Demand for electronics, such as mobile phones, which use lithium-ion rechargeable batteries with a cathode that typically contains 60% cobalt, has been sliding due to consumer belt-tightening as global growth slowed.

According to International Data Corporation, worldwide smartphone shipments declined 9.7% to 301.9 million units in the third quarter of 2022 from the same period last year.

"Cobalt has been dragged down by weaker-than-expected demand in the second half of 2022, and faster growth in mine supply from the Democratic Republic of Congo (DRC) and Indonesia," said Macquarie analyst Jim Lennon.

Graphic: Electric vehicle sales -- Rho Motion

Electric vehicle sales remain strong.
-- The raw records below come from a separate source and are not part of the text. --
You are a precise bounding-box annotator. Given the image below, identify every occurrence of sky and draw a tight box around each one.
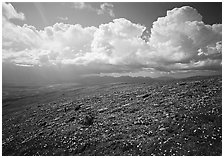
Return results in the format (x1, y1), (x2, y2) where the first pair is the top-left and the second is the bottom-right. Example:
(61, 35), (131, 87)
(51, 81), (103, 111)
(2, 2), (222, 82)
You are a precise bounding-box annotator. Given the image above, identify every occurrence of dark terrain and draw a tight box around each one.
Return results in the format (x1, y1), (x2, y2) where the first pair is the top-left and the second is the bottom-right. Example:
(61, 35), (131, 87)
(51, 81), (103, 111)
(2, 76), (222, 156)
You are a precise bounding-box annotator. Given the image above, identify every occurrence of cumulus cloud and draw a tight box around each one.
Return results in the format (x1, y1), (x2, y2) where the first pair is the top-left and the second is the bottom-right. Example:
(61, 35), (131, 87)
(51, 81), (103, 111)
(73, 2), (115, 17)
(149, 6), (222, 68)
(57, 16), (68, 21)
(2, 6), (222, 76)
(2, 3), (25, 20)
(97, 3), (115, 17)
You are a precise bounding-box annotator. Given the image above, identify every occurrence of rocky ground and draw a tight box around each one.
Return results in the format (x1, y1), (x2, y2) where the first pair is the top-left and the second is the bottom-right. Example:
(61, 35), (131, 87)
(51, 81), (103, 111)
(2, 76), (222, 156)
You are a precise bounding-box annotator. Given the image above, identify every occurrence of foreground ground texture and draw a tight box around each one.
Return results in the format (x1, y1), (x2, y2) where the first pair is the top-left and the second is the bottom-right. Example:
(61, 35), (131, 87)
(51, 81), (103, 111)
(2, 76), (222, 156)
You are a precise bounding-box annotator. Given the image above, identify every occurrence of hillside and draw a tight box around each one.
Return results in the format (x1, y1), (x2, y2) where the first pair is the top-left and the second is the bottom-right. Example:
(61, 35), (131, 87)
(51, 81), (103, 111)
(2, 76), (222, 156)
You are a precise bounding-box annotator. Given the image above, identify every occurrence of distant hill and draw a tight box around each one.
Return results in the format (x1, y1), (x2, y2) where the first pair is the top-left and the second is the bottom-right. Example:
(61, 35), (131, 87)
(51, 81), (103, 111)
(77, 76), (155, 85)
(155, 76), (176, 81)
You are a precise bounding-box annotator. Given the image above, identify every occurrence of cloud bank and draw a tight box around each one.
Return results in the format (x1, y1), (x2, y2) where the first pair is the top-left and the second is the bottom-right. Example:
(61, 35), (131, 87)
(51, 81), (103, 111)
(73, 2), (115, 17)
(2, 3), (222, 77)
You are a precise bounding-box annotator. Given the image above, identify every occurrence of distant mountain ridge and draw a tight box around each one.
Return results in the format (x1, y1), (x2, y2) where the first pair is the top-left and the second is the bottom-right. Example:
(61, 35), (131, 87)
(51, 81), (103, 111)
(77, 76), (155, 84)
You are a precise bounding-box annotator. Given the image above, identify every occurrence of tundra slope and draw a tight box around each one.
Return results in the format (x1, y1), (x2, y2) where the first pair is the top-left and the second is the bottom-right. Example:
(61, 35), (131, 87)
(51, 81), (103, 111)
(2, 76), (222, 156)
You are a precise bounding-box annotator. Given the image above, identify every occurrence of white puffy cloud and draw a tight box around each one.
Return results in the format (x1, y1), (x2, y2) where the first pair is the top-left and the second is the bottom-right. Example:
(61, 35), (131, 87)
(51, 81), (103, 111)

But the share of lithium iron phosphate batteries (LFP) has been growing at the expense of batteries that use nickel, cobalt and manganese cathodes (NCM).
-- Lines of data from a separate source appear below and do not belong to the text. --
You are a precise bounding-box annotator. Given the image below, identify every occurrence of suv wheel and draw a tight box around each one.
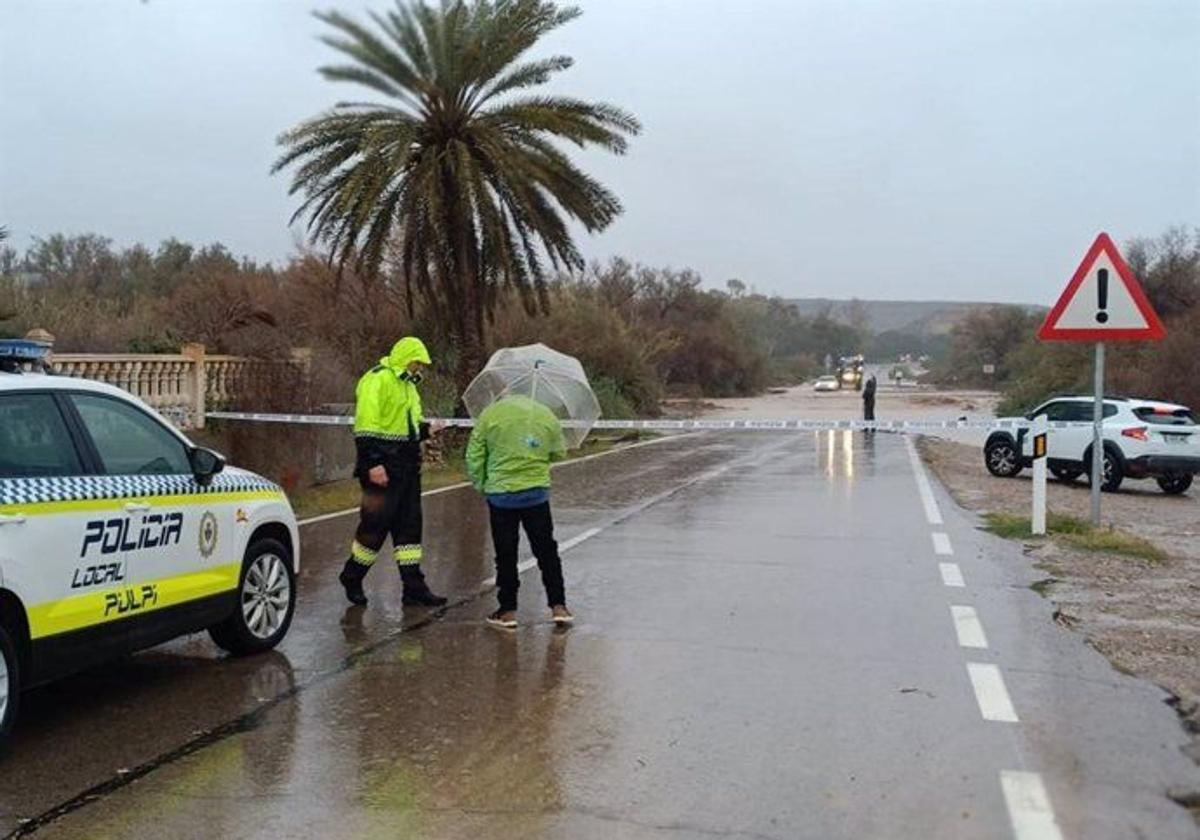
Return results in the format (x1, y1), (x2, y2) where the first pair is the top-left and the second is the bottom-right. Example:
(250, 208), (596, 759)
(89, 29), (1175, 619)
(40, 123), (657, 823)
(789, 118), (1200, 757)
(209, 539), (296, 656)
(0, 626), (20, 742)
(983, 438), (1021, 479)
(1158, 475), (1192, 496)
LFP batteries in electric vehicles are expected to amount to 42% of the total at more than 26 million units by 2027 compared with 20% of 3.2 million units in 2020.

Graphic: Cobalt market balance - Benchmark Mineral Intelligence

"There's been a bigger move towards LFP, particularly within China, which has had an impact on cobalt demand," said Benchmark Mineral Intelligence (BMI) analyst Caspar Rawles.

BMI expects a 5,000 tonne cobalt surplus this year and demand at nearly 164,000 tonnes. The consultancy forecasts surpluses around 16,000 tonnes in 2023 and 2024.

Graphic: China cobalt imports - Trade Data Monitor

In DRC, the world's largest cobalt producer, logistical problems due to COVID restrictions last year and in 2020, meant tight supplies.

Numbers from Trade Data Monitor show DRC exports of cobalt products to China above 280,000 tonnes in Jan-Oct this year, 17% and 23% higher than in the same period last year and 2020 respectively.

Macquarie's Lennon estimates global mine supplies of cobalt rose 12% this year to 181,000 tonnes and expects cobalt market surpluses until 2027, starting with excess supplies of 4,200 tonnes this year.